Background information
- Born: 28 April 1979 (age 46) Setúbal, Portugal
- Origin: Portugal
- Genres: Jazz World Music
- Occupation: Singer

= Sofia Vitória =

Portuguese singer (born 1979)

Sofia Vitória Inácio (born 28 April 1979 in Setúbal, Portugal) is a Portuguese singer. Prior to recording her debut album "Palavra de Mulher", she performed in Portugal's main concert halls, as well as in Brazil, Spain, the Netherlands, Italy, Macao, Wales and Turkey.
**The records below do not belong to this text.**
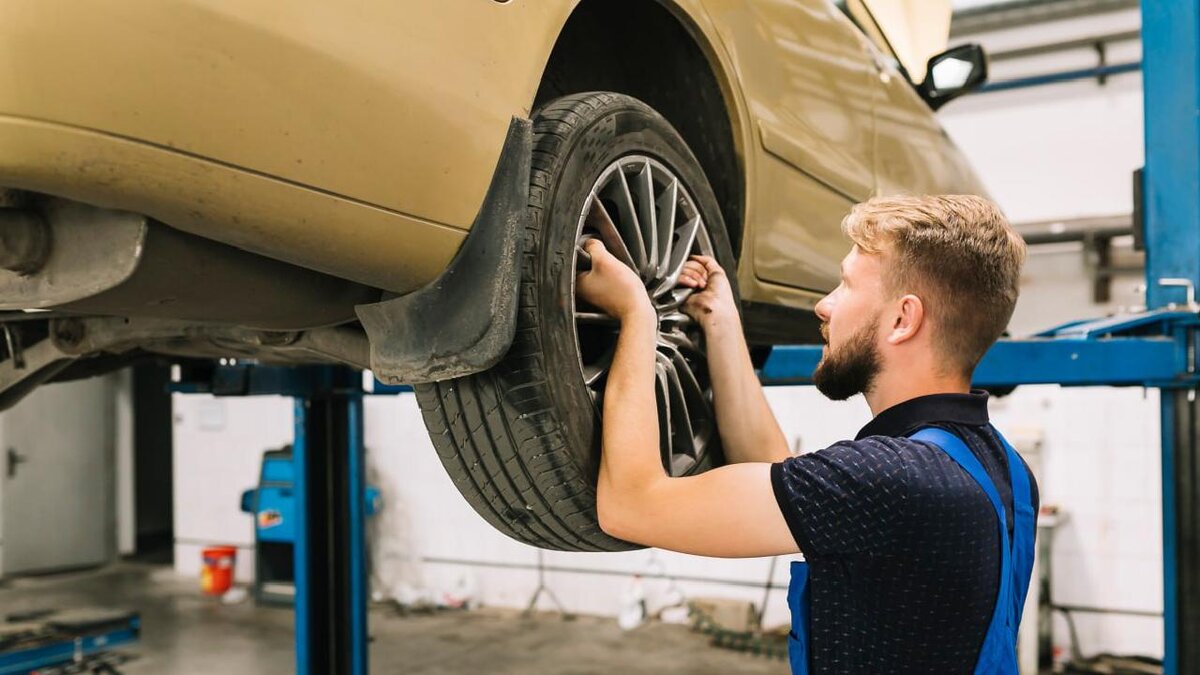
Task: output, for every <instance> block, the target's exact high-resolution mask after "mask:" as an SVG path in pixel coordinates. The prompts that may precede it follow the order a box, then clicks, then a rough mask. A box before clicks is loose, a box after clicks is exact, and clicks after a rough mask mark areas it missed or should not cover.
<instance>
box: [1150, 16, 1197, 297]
mask: <svg viewBox="0 0 1200 675" xmlns="http://www.w3.org/2000/svg"><path fill="white" fill-rule="evenodd" d="M1141 7H1142V8H1141V14H1142V19H1141V32H1142V41H1141V44H1142V64H1144V74H1142V78H1144V83H1142V88H1144V96H1142V97H1144V106H1145V125H1144V126H1145V133H1146V172H1145V184H1144V186H1142V190H1144V199H1145V204H1144V208H1145V227H1146V241H1147V245H1146V281H1147V283H1146V285H1147V291H1146V299H1147V305H1148V306H1151V307H1162V306H1165V305H1166V304H1168V303H1183V301H1184V299H1186V297H1184V289H1182V288H1178V287H1164V286H1162V285H1159V281H1160V280H1163V279H1187V280H1189V281H1190V282H1192V283H1193V285H1196V283H1200V77H1198V76H1200V7H1198V4H1196V2H1195V1H1194V0H1189V1H1176V0H1147V1H1144V2H1142V4H1141Z"/></svg>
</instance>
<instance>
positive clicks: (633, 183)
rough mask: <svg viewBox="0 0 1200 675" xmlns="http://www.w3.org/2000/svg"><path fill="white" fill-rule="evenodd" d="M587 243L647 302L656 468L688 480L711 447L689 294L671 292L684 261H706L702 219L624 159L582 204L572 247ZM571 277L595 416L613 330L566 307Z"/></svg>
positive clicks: (685, 289) (601, 407)
mask: <svg viewBox="0 0 1200 675" xmlns="http://www.w3.org/2000/svg"><path fill="white" fill-rule="evenodd" d="M588 239H600V240H601V241H602V243H604V245H605V247H606V249H607V250H608V251H610V252H611V253H613V255H614V256H616V257H617V258H618V259H620V261H622V262H624V263H625V264H626V265H629V267H630V268H631V269H632V270H634V271H636V273H637V275H638V276H640V277H641V279H642V282H643V283H644V285H646V291H647V293H648V294H649V295H650V300H652V303H653V305H654V310H655V312H656V315H658V319H659V321H658V339H656V350H655V364H654V377H655V400H656V402H658V412H659V447H660V449H661V453H662V465H664V468H665V470H666V471H667V473H668V474H671V476H685V474H689V473H691V472H692V471H694V470H695V468H696V467H698V466H700V465H701V462H702V461H703V460H704V458H706V454H707V453H708V452H712V450H714V448H715V447H716V446H718V435H716V417H715V413H714V410H713V404H712V386H710V383H709V380H708V368H707V360H706V356H704V348H703V334H702V333H701V330H700V327H698V325H697V324H696V323H695V322H694V321H692V318H691V317H690V316H688V315H686V313H684V312H683V309H682V307H683V304H684V301H686V299H688V297H689V295H690V294H691V293H692V291H691V289H690V288H677V287H676V285H677V282H678V280H679V273H680V271H682V270H683V265H684V263H685V262H688V258H689V257H690V256H691V255H696V253H700V255H706V256H713V255H714V250H713V244H712V240H710V238H709V237H708V232H707V231H706V228H704V221H703V216H702V215H701V213H700V209H698V208H697V207H696V202H695V199H692V197H691V193H690V192H689V191H688V190H686V187H685V186H684V185H683V181H680V180H679V178H678V177H677V175H676V174H674V172H672V171H671V169H670V168H667V167H666V166H665V165H662V163H661V162H659V161H658V160H655V159H653V157H648V156H644V155H626V156H624V157H620V159H618V160H616V161H613V162H612V163H611V165H608V166H607V167H606V168H605V169H604V171H602V172H601V173H600V177H599V178H598V179H596V181H595V184H594V185H593V186H592V190H590V192H589V193H588V198H587V199H586V201H584V204H583V210H582V213H581V214H580V219H578V223H577V227H576V244H577V247H578V246H582V245H583V243H584V241H587V240H588ZM714 257H715V256H714ZM577 258H578V256H577V255H576V261H577ZM576 271H577V267H576ZM574 279H575V277H574V275H572V276H571V280H572V288H571V291H572V292H571V298H572V311H574V316H575V321H574V325H575V337H576V346H577V347H578V350H577V354H578V360H580V374H581V376H582V377H583V383H584V386H586V387H587V389H588V393H589V394H590V396H592V401H593V405H594V406H595V407H596V412H598V413H599V412H600V411H601V410H602V407H604V405H602V404H604V389H605V384H606V381H607V375H608V368H610V366H611V365H612V354H613V351H614V348H616V344H617V333H618V328H619V325H618V322H617V319H616V318H613V317H611V316H607V315H605V313H602V312H600V311H599V310H596V309H595V307H590V306H587V305H586V303H583V301H582V300H577V299H575V293H574Z"/></svg>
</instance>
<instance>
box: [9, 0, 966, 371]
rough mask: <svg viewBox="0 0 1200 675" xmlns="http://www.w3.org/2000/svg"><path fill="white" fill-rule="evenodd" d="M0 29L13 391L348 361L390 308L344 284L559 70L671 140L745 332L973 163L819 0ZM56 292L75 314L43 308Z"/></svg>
mask: <svg viewBox="0 0 1200 675" xmlns="http://www.w3.org/2000/svg"><path fill="white" fill-rule="evenodd" d="M0 54H2V59H4V60H5V62H7V64H11V65H12V67H10V68H6V71H5V72H4V74H0V187H2V189H5V192H2V193H0V195H2V196H0V207H7V210H8V211H11V213H20V211H22V210H25V211H29V210H30V209H32V210H36V211H38V217H40V219H42V220H43V221H46V222H49V231H50V232H52V237H50V238H49V239H50V241H52V243H50V244H48V246H50V249H49V253H48V258H46V259H43V261H42V263H43V267H42V268H41V269H40V270H35V271H20V273H18V271H0V309H4V310H10V311H8V312H6V313H4V315H2V316H0V319H2V321H5V322H11V323H5V324H4V325H6V327H8V328H6V335H8V340H10V342H11V341H12V337H13V336H12V335H11V334H10V333H13V331H16V333H17V337H18V342H22V341H23V342H24V346H23V347H18V348H19V350H24V351H29V350H34V348H35V347H36V346H37V345H41V344H42V342H54V346H53V347H54V348H53V350H49V351H46V352H44V353H41V352H30V354H29V356H30V358H31V359H32V360H34V362H36V363H35V364H34V365H26V366H25V368H24V369H20V368H16V366H17V364H16V363H8V364H7V365H5V366H2V368H0V388H2V389H5V390H8V389H13V390H17V389H20V388H22V386H28V384H29V383H31V382H34V381H35V380H37V378H36V377H32V371H35V370H37V368H38V366H41V365H46V366H47V372H44V374H43V375H42V376H41V378H42V380H44V378H48V377H66V376H70V375H71V374H72V372H76V371H77V370H79V368H80V364H79V363H76V362H79V360H80V359H85V358H95V357H97V354H106V353H107V354H131V353H134V352H137V353H143V352H152V353H160V354H175V356H198V357H215V356H221V354H226V353H228V354H236V356H241V357H251V358H260V359H264V360H272V359H274V360H282V362H284V363H302V362H310V360H331V362H341V363H350V364H354V365H367V364H366V363H365V362H366V357H365V353H366V348H367V345H368V344H370V347H371V348H372V350H376V348H377V347H379V345H377V342H379V341H380V340H385V339H386V336H382V335H370V337H365V336H364V335H362V329H361V327H360V323H359V315H356V313H355V306H359V305H367V304H372V303H378V301H386V300H389V299H391V298H402V297H406V295H409V294H414V293H419V292H420V291H421V289H425V288H428V287H430V286H431V285H434V283H437V282H438V280H439V279H440V277H444V275H445V274H446V270H448V268H449V267H451V265H452V261H455V259H456V256H460V253H461V251H462V250H464V241H467V240H468V238H469V234H470V233H472V232H473V227H475V226H476V223H478V222H479V221H480V219H481V214H482V210H484V207H485V205H486V201H487V196H488V193H490V191H492V190H498V187H497V185H498V181H499V178H498V171H497V167H499V166H503V160H504V157H503V156H502V154H503V153H504V149H505V147H506V143H511V142H512V138H511V133H510V132H511V126H512V123H514V120H515V119H516V120H521V119H527V118H529V117H530V115H532V112H533V110H535V109H536V108H538V107H539V106H540V104H542V103H544V102H545V101H547V100H550V98H552V97H553V96H556V95H560V94H565V92H571V91H586V90H593V89H598V90H599V89H602V90H612V91H620V92H625V94H629V95H631V96H635V97H637V98H641V100H642V101H644V102H646V103H648V104H649V106H652V107H653V108H655V109H656V110H658V112H660V113H661V114H662V115H664V117H665V118H666V119H667V120H668V121H670V123H671V124H672V125H674V127H676V129H677V130H678V131H679V133H680V135H682V136H683V138H684V139H685V141H686V142H688V144H689V145H690V147H691V149H692V151H694V153H695V155H696V157H697V160H698V161H700V163H701V166H702V167H703V169H704V173H706V174H707V177H708V181H709V183H710V184H712V186H713V191H714V193H715V195H716V197H718V199H719V203H720V207H721V211H722V215H724V220H725V222H726V227H727V228H728V231H730V239H731V241H732V244H733V247H734V252H736V255H737V259H738V270H737V276H738V282H739V287H740V294H742V299H743V301H744V303H745V307H746V312H745V316H746V328H748V333H750V334H751V335H752V336H754V337H752V341H754V342H756V344H773V342H780V341H787V340H794V339H798V337H799V336H803V334H804V333H803V331H800V330H799V329H797V330H791V329H790V328H788V325H792V323H790V322H792V321H793V319H794V317H797V316H800V315H805V316H806V315H808V312H809V310H811V307H812V306H814V304H815V301H816V300H817V299H818V298H820V297H821V294H822V293H824V292H827V291H828V289H829V288H832V287H833V286H834V285H835V282H836V281H835V280H836V277H838V262H836V261H838V259H839V258H840V257H841V255H842V253H844V252H845V251H844V249H845V241H844V240H842V238H841V235H840V233H839V223H840V220H841V217H842V215H844V214H845V213H846V211H847V210H848V208H850V207H851V205H852V204H853V203H854V202H857V201H862V199H865V198H868V197H870V196H871V195H876V193H892V192H901V191H902V192H913V193H926V192H971V193H979V192H982V191H983V186H982V185H980V184H979V181H978V179H977V177H976V174H974V173H973V172H972V169H971V168H970V166H968V163H967V162H966V161H965V159H964V157H962V155H961V154H960V153H959V150H958V149H956V148H955V147H954V144H953V142H952V141H950V139H949V138H948V137H947V136H946V133H944V132H943V131H942V129H941V126H940V125H938V124H937V121H936V118H935V117H934V114H932V110H931V109H930V106H929V104H928V103H926V102H925V101H924V100H923V98H922V96H920V95H919V94H918V91H917V90H916V88H914V86H913V84H912V83H911V82H908V79H906V76H905V73H904V71H902V70H901V68H899V67H898V65H896V62H895V60H894V59H893V58H892V55H887V56H886V55H884V47H881V46H880V44H876V43H875V42H872V41H871V38H870V37H868V35H866V34H865V32H864V31H862V30H859V29H858V28H856V25H854V24H853V23H852V20H850V18H847V16H846V14H845V13H844V12H842V11H839V8H838V7H835V6H834V5H833V4H830V2H827V1H826V0H761V1H758V0H439V1H438V2H422V1H419V0H406V1H400V2H396V1H391V2H386V1H380V0H364V1H362V2H359V4H355V5H352V6H346V5H334V4H329V2H319V1H314V0H300V1H299V2H293V4H290V5H288V7H287V8H286V10H281V8H280V6H277V5H275V4H269V2H262V1H259V0H250V1H238V2H234V1H216V0H209V1H205V0H187V1H185V0H169V1H167V0H125V1H121V2H98V1H83V2H66V1H61V0H10V1H8V2H5V4H4V6H2V7H0ZM517 151H518V150H517ZM0 210H2V209H0ZM23 217H24V216H23ZM110 221H113V222H115V221H120V223H118V225H113V222H110ZM23 222H24V221H23ZM26 225H28V223H26ZM106 246H107V247H106ZM160 251H163V252H162V253H161V256H160V253H158V252H160ZM101 253H103V255H101ZM156 256H158V257H157V258H156ZM43 257H44V256H43ZM60 257H61V259H59V258H60ZM156 265H157V267H156ZM502 267H503V265H502ZM472 274H479V275H484V274H487V270H486V269H476V270H475V271H473V273H472ZM460 276H461V275H460ZM508 288H509V289H510V291H511V286H509V287H508ZM503 292H504V288H503V287H502V288H499V289H498V291H497V293H503ZM31 309H38V310H53V311H55V312H59V313H54V315H47V318H46V321H47V322H50V323H49V325H48V327H46V328H42V329H37V328H31V325H32V324H34V323H36V322H37V319H38V315H29V313H24V315H22V313H17V312H22V311H23V310H31ZM456 312H458V313H462V312H475V313H479V312H484V313H487V312H488V310H487V306H486V305H485V306H476V305H470V304H466V305H463V306H462V307H449V309H448V311H445V312H444V313H445V315H446V316H448V317H449V316H451V315H455V313H456ZM74 317H91V318H89V319H88V321H94V322H100V323H95V324H94V325H90V327H89V335H94V336H97V337H96V340H82V339H80V336H79V335H78V330H79V329H80V328H79V324H78V321H74V322H73V323H70V324H62V325H59V324H58V323H55V322H60V323H61V322H64V321H66V319H70V318H74ZM780 317H782V318H780ZM104 321H107V322H108V323H104ZM797 325H799V324H797ZM13 327H17V328H13ZM18 328H19V329H18ZM430 330H431V331H433V333H437V331H442V333H445V331H448V330H450V328H446V327H445V325H440V324H437V323H436V322H434V325H432V328H430ZM806 330H809V333H808V334H811V324H809V327H808V329H806ZM106 331H107V333H106ZM367 333H371V331H370V330H367ZM498 335H499V339H498V340H493V342H494V344H493V345H492V347H491V352H496V351H497V350H500V348H503V346H504V345H503V344H504V336H505V331H503V330H502V331H500V333H499V334H498ZM100 336H103V339H101V337H100ZM416 348H418V351H419V350H420V348H419V347H416ZM8 351H10V357H12V352H13V351H14V350H13V348H12V346H11V345H10V350H8ZM451 351H452V350H451ZM373 353H374V352H373ZM409 357H413V354H412V353H410V354H409ZM443 357H445V353H434V352H433V351H428V350H427V351H426V352H422V353H416V354H415V358H416V359H418V360H421V359H424V360H427V362H433V360H437V359H438V358H443ZM8 360H10V362H17V360H22V359H13V358H10V359H8ZM487 360H488V359H487V358H484V359H481V360H478V362H472V363H475V364H476V365H475V368H476V369H478V366H479V364H486V362H487ZM49 364H55V369H54V372H53V374H50V372H49V368H48V366H49ZM374 365H377V369H376V370H377V372H378V374H379V375H382V376H385V377H386V376H390V378H391V380H395V381H403V380H404V371H402V370H397V368H398V366H397V368H394V369H392V370H394V371H392V372H389V368H388V365H386V364H380V363H376V364H374ZM469 368H472V366H470V364H467V365H466V366H460V368H458V370H455V371H454V372H464V371H466V370H464V369H468V370H469ZM85 370H86V369H85ZM426 372H431V371H426ZM22 383H24V384H22Z"/></svg>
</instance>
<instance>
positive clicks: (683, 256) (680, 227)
mask: <svg viewBox="0 0 1200 675" xmlns="http://www.w3.org/2000/svg"><path fill="white" fill-rule="evenodd" d="M703 231H704V228H702V227H701V221H700V216H694V217H692V219H691V220H689V221H688V222H685V223H684V225H683V226H682V227H680V228H679V243H678V244H677V245H676V247H674V250H673V251H672V255H671V262H670V263H667V271H666V275H665V279H664V280H662V283H659V286H658V287H656V288H654V297H655V298H658V297H659V295H661V294H664V293H666V292H667V291H671V289H672V288H674V287H676V283H678V282H679V275H680V274H683V264H684V263H686V262H688V258H689V257H690V256H691V249H692V246H694V245H695V243H696V235H697V234H698V233H701V232H703Z"/></svg>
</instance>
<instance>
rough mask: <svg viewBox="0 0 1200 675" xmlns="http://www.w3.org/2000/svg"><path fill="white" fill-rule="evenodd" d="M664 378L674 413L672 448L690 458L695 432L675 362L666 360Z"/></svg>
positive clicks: (693, 457) (676, 452)
mask: <svg viewBox="0 0 1200 675" xmlns="http://www.w3.org/2000/svg"><path fill="white" fill-rule="evenodd" d="M665 368H666V376H667V384H668V386H670V393H671V407H672V412H673V413H674V414H673V416H672V417H673V419H672V422H673V423H674V424H673V425H672V426H673V429H672V434H673V435H674V441H673V442H672V446H673V447H674V449H676V453H677V454H688V455H691V456H692V458H695V456H696V432H695V430H694V429H692V425H691V414H690V411H689V410H688V400H686V396H684V392H683V383H682V382H680V381H679V371H678V370H677V368H676V360H674V359H672V358H668V359H667V362H666V364H665Z"/></svg>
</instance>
Sofia is strongly influenced not only by Jazz but also by World Music. She released her first record in partnership with pianist Luís Figueiredo. All the songs included in the album "Palavra de Mulher" tell the story of feminine characters who inhabit Chico Buarque's musical world.

== Discography ==
- Sofia Vitória & Luís Figueiredo – "Palavra de Mulher" (Numérica, 2012)

=== Collaborations ===

- Luís Figueiredo – "Lado B" (Sintoma Records, 2012)

== Comments ==
About "Palavra de Mulher"

"It has been a long time since I have listened to the work of Chico in such an original and modern way, and at the same time with an intense sophistication and talent."